Wright interviewed nearly 160 people (including 17 Dartmouth alumni), some of whom shared their experiences for the first time. He also visited battlefields such as Dong Ap Bia, nicknamed “Hamburger Hill” by Army paratroopers who lived the carnage there in an 11-day battle in May 1969. No one knew what was going on there, even at the command level, but losses were so high on the hill that enlistees were left to assume more authority. “A lot of them had not been out of high school for a year before they came to Vietnam, and here they were taking over tactical operations in the jungle,” Wright says.

“Despite the inequities, a large part of an iconic American generation served there, and served well. If it was largely a blue-collar war, it surely was not uniformly one,” he writes. “College students and college graduates were also on the front lines. And by no means only as officers.”

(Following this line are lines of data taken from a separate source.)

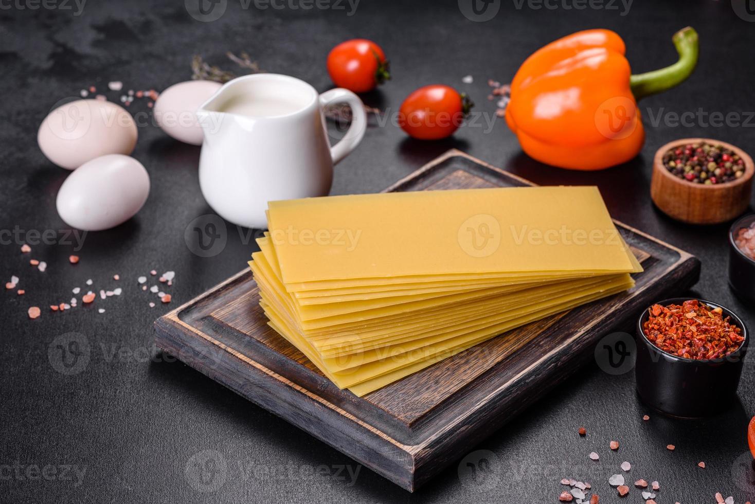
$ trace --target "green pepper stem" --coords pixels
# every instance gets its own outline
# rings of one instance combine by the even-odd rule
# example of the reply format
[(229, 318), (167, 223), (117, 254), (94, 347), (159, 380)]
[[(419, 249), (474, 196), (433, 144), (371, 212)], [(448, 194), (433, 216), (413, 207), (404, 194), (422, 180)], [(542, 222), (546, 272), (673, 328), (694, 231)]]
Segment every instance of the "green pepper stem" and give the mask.
[(678, 85), (695, 69), (699, 53), (698, 32), (692, 26), (687, 26), (674, 33), (672, 40), (679, 53), (679, 61), (670, 66), (630, 78), (632, 94), (636, 100)]

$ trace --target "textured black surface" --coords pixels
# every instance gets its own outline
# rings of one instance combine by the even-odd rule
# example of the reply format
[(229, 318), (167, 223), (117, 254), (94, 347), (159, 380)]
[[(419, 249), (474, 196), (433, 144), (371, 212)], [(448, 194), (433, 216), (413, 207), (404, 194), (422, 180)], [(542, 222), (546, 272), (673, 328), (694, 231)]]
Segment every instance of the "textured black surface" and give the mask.
[[(615, 218), (700, 257), (696, 293), (730, 307), (751, 325), (755, 309), (726, 285), (727, 226), (675, 223), (652, 207), (649, 194), (650, 161), (667, 141), (707, 136), (751, 147), (747, 125), (713, 128), (697, 119), (688, 126), (653, 124), (659, 114), (669, 118), (670, 112), (697, 113), (701, 107), (707, 114), (736, 112), (741, 121), (755, 111), (755, 25), (738, 17), (729, 2), (635, 0), (626, 16), (620, 15), (619, 2), (616, 11), (568, 10), (562, 2), (551, 4), (557, 6), (553, 10), (535, 10), (526, 2), (518, 9), (519, 2), (503, 2), (485, 23), (469, 20), (450, 1), (362, 0), (347, 16), (347, 6), (262, 11), (229, 0), (226, 12), (212, 23), (194, 20), (180, 1), (91, 0), (79, 16), (69, 5), (72, 10), (31, 10), (18, 8), (33, 5), (21, 2), (0, 11), (0, 279), (5, 283), (16, 275), (26, 290), (21, 297), (4, 291), (0, 300), (2, 500), (550, 502), (557, 502), (559, 480), (568, 477), (591, 482), (601, 502), (611, 502), (618, 498), (606, 479), (620, 472), (624, 460), (633, 465), (627, 480), (660, 481), (659, 504), (715, 502), (717, 491), (738, 502), (755, 497), (755, 486), (743, 482), (751, 475), (738, 471), (742, 464), (749, 468), (751, 459), (744, 432), (755, 410), (752, 361), (745, 364), (741, 404), (733, 410), (699, 421), (647, 412), (646, 423), (633, 374), (611, 376), (590, 366), (480, 446), (469, 447), (470, 452), (495, 453), (488, 483), (460, 480), (455, 463), (411, 496), (363, 468), (352, 484), (341, 466), (352, 472), (358, 468), (338, 452), (183, 364), (150, 358), (152, 321), (167, 307), (150, 309), (155, 295), (142, 292), (137, 278), (149, 276), (152, 269), (175, 271), (174, 285), (166, 287), (175, 306), (241, 269), (254, 247), (249, 232), (232, 225), (224, 250), (213, 257), (199, 257), (185, 244), (186, 226), (211, 212), (197, 183), (199, 148), (174, 142), (152, 125), (140, 128), (134, 156), (149, 172), (149, 201), (136, 218), (88, 235), (83, 248), (74, 252), (75, 245), (61, 243), (65, 236), (57, 230), (65, 226), (54, 207), (68, 172), (47, 161), (35, 142), (39, 122), (59, 100), (90, 85), (104, 90), (110, 80), (123, 81), (126, 89), (163, 89), (190, 76), (195, 54), (231, 69), (225, 51), (245, 51), (265, 70), (294, 75), (325, 91), (331, 86), (328, 51), (344, 39), (366, 37), (384, 48), (394, 75), (365, 97), (368, 104), (395, 112), (414, 88), (442, 82), (468, 91), (489, 115), (494, 106), (485, 100), (487, 80), (507, 81), (528, 54), (552, 38), (584, 28), (615, 29), (627, 42), (633, 68), (641, 72), (671, 62), (670, 37), (689, 24), (700, 32), (698, 69), (676, 90), (642, 103), (646, 147), (625, 166), (578, 173), (541, 165), (521, 153), (501, 120), (489, 131), (464, 128), (452, 139), (429, 143), (407, 139), (389, 121), (371, 127), (360, 147), (337, 167), (333, 192), (381, 190), (449, 147), (540, 184), (596, 184)], [(462, 84), (466, 75), (474, 76), (473, 84)], [(119, 94), (106, 94), (112, 100)], [(135, 102), (130, 110), (148, 109)], [(755, 123), (749, 121), (749, 126)], [(20, 244), (6, 232), (14, 229), (27, 241), (34, 238), (29, 230), (53, 230), (57, 239), (22, 255)], [(72, 253), (81, 256), (79, 264), (68, 263)], [(48, 270), (32, 269), (29, 256), (46, 261)], [(119, 282), (112, 279), (116, 273)], [(94, 290), (118, 284), (123, 294), (62, 314), (43, 309), (35, 321), (26, 317), (29, 306), (68, 301), (72, 287), (86, 289), (88, 278)], [(97, 307), (106, 312), (97, 313)], [(56, 338), (70, 332), (82, 335), (79, 348), (88, 347), (89, 359), (82, 365), (85, 358), (80, 358), (85, 360), (72, 368), (79, 372), (66, 375), (55, 368), (62, 341)], [(582, 425), (586, 438), (576, 434)], [(612, 439), (621, 441), (618, 453), (608, 449)], [(669, 443), (676, 446), (673, 453), (665, 449)], [(587, 458), (593, 450), (601, 455), (597, 463)], [(705, 469), (697, 467), (701, 460)], [(79, 481), (66, 466), (85, 467), (83, 478)], [(46, 467), (48, 479), (28, 466)], [(641, 502), (639, 491), (633, 487), (625, 502)]]

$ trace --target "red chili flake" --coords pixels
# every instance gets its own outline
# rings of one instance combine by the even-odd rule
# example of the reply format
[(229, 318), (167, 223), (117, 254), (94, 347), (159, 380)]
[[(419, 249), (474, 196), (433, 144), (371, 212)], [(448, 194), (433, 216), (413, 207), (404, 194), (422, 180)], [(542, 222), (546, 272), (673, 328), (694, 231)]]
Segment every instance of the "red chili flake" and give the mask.
[[(720, 308), (697, 300), (682, 305), (653, 305), (643, 330), (655, 346), (672, 355), (703, 360), (726, 357), (744, 341), (741, 329), (724, 318)], [(657, 315), (656, 315), (657, 314)]]

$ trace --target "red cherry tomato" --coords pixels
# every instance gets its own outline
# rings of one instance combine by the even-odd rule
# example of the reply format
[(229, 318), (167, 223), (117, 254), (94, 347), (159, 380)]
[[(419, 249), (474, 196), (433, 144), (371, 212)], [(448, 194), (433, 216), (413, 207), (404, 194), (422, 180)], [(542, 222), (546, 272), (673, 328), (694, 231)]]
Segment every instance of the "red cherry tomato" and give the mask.
[(755, 457), (755, 416), (750, 420), (750, 425), (747, 426), (747, 443), (750, 444), (750, 451)]
[(433, 85), (420, 88), (406, 97), (399, 109), (399, 125), (410, 137), (424, 140), (454, 134), (474, 105), (453, 88)]
[(328, 73), (335, 85), (355, 93), (373, 90), (390, 78), (383, 50), (365, 38), (347, 40), (333, 48), (328, 55)]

Wright climbed Hamburger Hill  for his research and found it “very steep, more than 3,000 feet high, red clay and rocks, slippery after a summer heat that began our trek.”  

To Wright, the fallen cry out to be understood as more than abstract numbers or names chiseled into marble and granite. He learned that seriously wounded or dying soldiers often called out for their mothers. Army Ranger Robert Holmen ’72 described his first firefight: “The immediate emotion was one of exhilaration; really, the adrenaline was pumping and the realization that I was actually in life-and-death combat.” What followed was “some of the deepest dread that I ever can remember.” After he carried a dead G.I. back to the dust-off helicopters [with the prospect of continuing such work], the Ranger confessed: “I went from exhilaration to despair in the course of about 12 hours.” 

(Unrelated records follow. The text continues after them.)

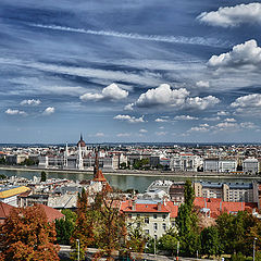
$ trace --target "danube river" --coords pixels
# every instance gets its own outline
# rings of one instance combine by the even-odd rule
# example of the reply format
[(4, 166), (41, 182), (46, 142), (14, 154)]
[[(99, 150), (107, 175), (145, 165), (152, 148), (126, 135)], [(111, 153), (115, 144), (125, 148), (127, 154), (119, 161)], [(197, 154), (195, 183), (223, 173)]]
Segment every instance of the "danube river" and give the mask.
[[(17, 177), (26, 177), (33, 179), (34, 176), (40, 176), (41, 171), (20, 171), (20, 170), (0, 170), (0, 174), (4, 174), (7, 176), (17, 176)], [(67, 178), (72, 181), (83, 181), (90, 179), (92, 177), (91, 174), (86, 173), (67, 173), (67, 172), (47, 172), (48, 178)], [(120, 188), (122, 190), (126, 190), (128, 188), (134, 188), (139, 190), (139, 192), (144, 192), (146, 188), (156, 179), (171, 179), (175, 182), (186, 181), (188, 177), (182, 176), (164, 176), (164, 175), (120, 175), (120, 174), (107, 174), (104, 175), (110, 183), (111, 186), (115, 188)], [(210, 182), (251, 182), (252, 179), (261, 182), (261, 178), (219, 178), (219, 177), (190, 177), (190, 179), (195, 181), (210, 181)]]

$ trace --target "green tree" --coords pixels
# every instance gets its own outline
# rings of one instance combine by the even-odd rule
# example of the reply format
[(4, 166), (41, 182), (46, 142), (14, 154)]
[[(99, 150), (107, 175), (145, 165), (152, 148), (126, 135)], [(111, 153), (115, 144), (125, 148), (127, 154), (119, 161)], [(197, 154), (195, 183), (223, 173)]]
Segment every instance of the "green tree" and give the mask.
[(0, 229), (0, 260), (58, 261), (55, 228), (40, 206), (13, 209)]
[(45, 171), (42, 171), (41, 172), (41, 179), (40, 179), (40, 182), (46, 182), (46, 179), (47, 179), (47, 174), (46, 174)]
[(195, 256), (200, 250), (200, 233), (198, 216), (194, 209), (195, 191), (190, 181), (186, 181), (184, 191), (185, 202), (178, 208), (176, 219), (181, 253)]
[(210, 226), (201, 232), (201, 252), (208, 254), (208, 257), (222, 252), (222, 243), (217, 227)]

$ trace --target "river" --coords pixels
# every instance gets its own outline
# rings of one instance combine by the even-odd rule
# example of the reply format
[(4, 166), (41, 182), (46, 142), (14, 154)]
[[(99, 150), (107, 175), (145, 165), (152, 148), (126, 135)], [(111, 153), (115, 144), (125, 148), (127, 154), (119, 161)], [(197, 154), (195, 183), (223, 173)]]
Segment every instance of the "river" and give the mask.
[[(7, 176), (17, 176), (17, 177), (26, 177), (33, 179), (34, 176), (40, 176), (41, 171), (20, 171), (20, 170), (0, 170), (0, 174), (4, 174)], [(69, 173), (69, 172), (48, 172), (46, 171), (48, 178), (67, 178), (72, 181), (83, 181), (90, 179), (92, 177), (91, 174), (86, 173)], [(183, 182), (186, 181), (187, 177), (176, 177), (176, 176), (142, 176), (142, 175), (115, 175), (115, 174), (107, 174), (104, 175), (110, 183), (111, 186), (115, 188), (120, 188), (122, 190), (126, 190), (128, 188), (137, 189), (139, 192), (144, 192), (147, 187), (156, 179), (171, 179), (174, 182)], [(190, 178), (192, 181), (196, 177)], [(210, 181), (210, 182), (251, 182), (251, 178), (217, 178), (217, 177), (198, 177), (197, 181)], [(257, 179), (256, 179), (257, 181)], [(261, 178), (258, 179), (261, 182)]]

A survivor of Hamburger Hill told Wright of spending weeks in the jungle, “watching your uniform rot off your body, your boots rot…we just didn’t know what was going on in the world.” Happiness was finding spiced beef or peaches in your canned C-rations. “That’s what you were worried about, and keeping your weapon clean, having enough water, making sure that you kept security and you didn’t get your buddies killed somehow by doing something stupid.…You really didn’t know strategic stuff.” 

More young Americans—58,000—died in Vietnam than went to jail for refusing to serve or moved to Canada. By comparison, estimates of the number of Vietnamese who died range from 1 million to as many as 3 million. 

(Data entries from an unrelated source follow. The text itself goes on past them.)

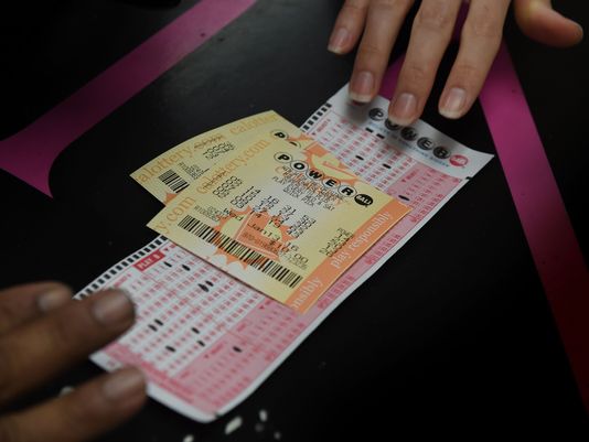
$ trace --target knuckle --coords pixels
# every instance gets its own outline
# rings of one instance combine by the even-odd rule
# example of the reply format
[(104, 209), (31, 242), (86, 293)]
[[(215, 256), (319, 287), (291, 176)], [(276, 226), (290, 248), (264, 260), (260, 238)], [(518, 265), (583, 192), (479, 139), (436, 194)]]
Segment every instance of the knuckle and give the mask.
[(414, 23), (418, 29), (447, 31), (454, 24), (452, 9), (445, 0), (425, 2), (417, 12)]
[(458, 63), (454, 66), (456, 75), (463, 82), (469, 82), (480, 74), (480, 69), (471, 63)]
[[(362, 58), (374, 58), (384, 56), (385, 52), (384, 50), (374, 42), (366, 42), (363, 41), (357, 50), (358, 56)], [(388, 56), (388, 54), (386, 54)]]
[(376, 0), (374, 8), (379, 11), (406, 11), (413, 3), (414, 0)]
[(403, 76), (413, 85), (421, 85), (431, 78), (435, 69), (424, 64), (409, 63), (404, 66)]
[(346, 14), (364, 14), (368, 9), (367, 2), (362, 0), (347, 0), (342, 7), (342, 12)]
[(468, 37), (499, 41), (503, 34), (503, 24), (501, 19), (486, 8), (484, 12), (467, 20), (464, 33)]

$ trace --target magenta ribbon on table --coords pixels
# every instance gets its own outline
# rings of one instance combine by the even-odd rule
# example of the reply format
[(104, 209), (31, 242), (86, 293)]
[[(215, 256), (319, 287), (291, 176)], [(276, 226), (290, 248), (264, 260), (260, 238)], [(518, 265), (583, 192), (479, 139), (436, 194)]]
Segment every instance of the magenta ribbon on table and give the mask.
[(0, 141), (0, 168), (51, 196), (57, 155), (256, 0), (201, 0), (60, 105)]
[[(32, 125), (0, 141), (0, 168), (51, 196), (51, 166), (67, 145), (253, 3), (255, 0), (201, 0)], [(389, 67), (381, 89), (384, 97), (392, 96), (400, 66), (399, 58)], [(589, 273), (504, 44), (480, 103), (589, 410)]]
[[(379, 94), (390, 97), (403, 58)], [(480, 95), (534, 263), (589, 410), (589, 272), (505, 44)]]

Popular stereotypes about Vietnam vets do them an injustice. “Many of those who served may have been unwilling, but they did not consider themselves hapless victims nor were they racist psychopaths,” Wright explains. “They came home quietly and stepped aside quickly, except perhaps for those who joined in antiwar activities.” For all the acts of courage and sacrifice, “there was relatively little enthusiasm for publicizing those accounts—or, revealingly, perhaps even less interest in hearing them. The result was a hard and impersonal narrative with few publicly celebrated military heroes and an often difficult and lonely homecoming.”  

In reviving their stories, Wright extends to Vietnam vets the respect and affection long overdue for those who served in one of America’s least popular wars, and for their next of kin. As he tells it, it is not too late to care. This is a compelling book that you’ll read fighting off tears or outrage, with compassion for a neglected generation that deserved so much better.                 

Christopher S. Wren covered Vietnam as a war correspondent from 1965 to 1970. He went on to work for The New York Times for nearly 29 years. Enduring Vietnam will be published April 4 by Thomas Dunne/St. Martin’s Press.